Luxemburg further situated the the 1905 strikes in the context of a “police-oriented materialism” (198), making them simultaneously political and economic (225). In 1905, the key demand was for a livable working day of eight-to-ten hours. She documented Russian factories running shifts from 6am to 11pm, closer to the social death of slavery than the free exchange of labor power.
In 2020, making life livable meant first and foremost defunding the police, as the intersection of the economic and the political. The demand was central to the revolutionary “reorganization” of the social order that is abolition. The police are a primary agent of the “premature death” that marks present-day racism, to use Ruth Wilson Gilmore’s classic definition.
This killing ranges from the visible murder of “suspects,” to the immense human costs of mass incarceration and the vast cost of the security state. In Democratic New York City today, the NYPD budget is $10 billion, just under 10% of the entire city budget. Increases in police budgets “coincidentally” mirrored cuts in education.
Foreclosed from defunding this apparatus, the 2020 mass strike shifted into economic tactics to make life livable, such as the Great Refusal and “quiet quitting,” alongside union activism to raise wages. Workers now refuse to take minimum-wage jobs, or to return to five-day-a-week commuting. The final act of strike breaking is, then, the ongoing effort by the Federal Reserve to discipline the workforce via mass unemployment.
Reform Produces Reaction
Just as Democrats failed to back up the 2020 strike with concerted action, so did Germany’s Social Democratic Party (SPD) pass a resolution condemning “direct mass action” in 1906. Committed solely to parliamentary reform, the SPD believed gradual but inevitable progress would deliver the change they sought, an axiom of US liberal thinking today.
Instead, as Luxemburg foresaw, the SPD collapsed both itself and the Second International with its disastrous vote for war credits on August 4, 1914, inaugurating the First World War. The previous decade of insistence that workers would not fight each other gave way overnight to imperialist and nationalist war, resulting in millions of deaths.

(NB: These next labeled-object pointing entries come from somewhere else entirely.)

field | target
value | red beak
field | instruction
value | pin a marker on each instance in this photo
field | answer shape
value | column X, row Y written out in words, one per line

In other words, being “cautious” and “reasonable” led to the catastrophic triumph of unreason. Has something similar not happened since 2020? By refusing any involvement with what they call the “defund the police agenda,” have mainstream Democrats validated white supremacy?
That is, if the Uprising’s response to militarized white supremacy was a co-ordinated set of proposals—ranging from using social workers not cops when mental health crisis is involved; to no new jails; and ultimately abolition—refusing all of them has become an (unintended) endorsement of white supremacy. For if the solution must be refused, it follows that there was no problem all along.
“What Next?”
This was Luxemburg’s question once the mass strike had been violently repressed. She wrote the final version of her pamphlet in prison.
The strike against white sight begins with the refusal to accept its consensus as reality and extends to the refusal to accept that transformative change is “unrealistic.” The far-right are trying to project their Lost Cause as reality. It won’t be the courts that decide whether that succeeds.
As the new academic year begins, those of us working in higher education are faced with a systemic effort to erase every effort to make white sight visible. It cannot just be the work of Black, Brown and Indigenous people to refuse that effort. What’s next is right now.
Quotes come from the pamphlet “The Mass Strike, the Political Party and the Trade Unions” (1906). Page numbers in the text.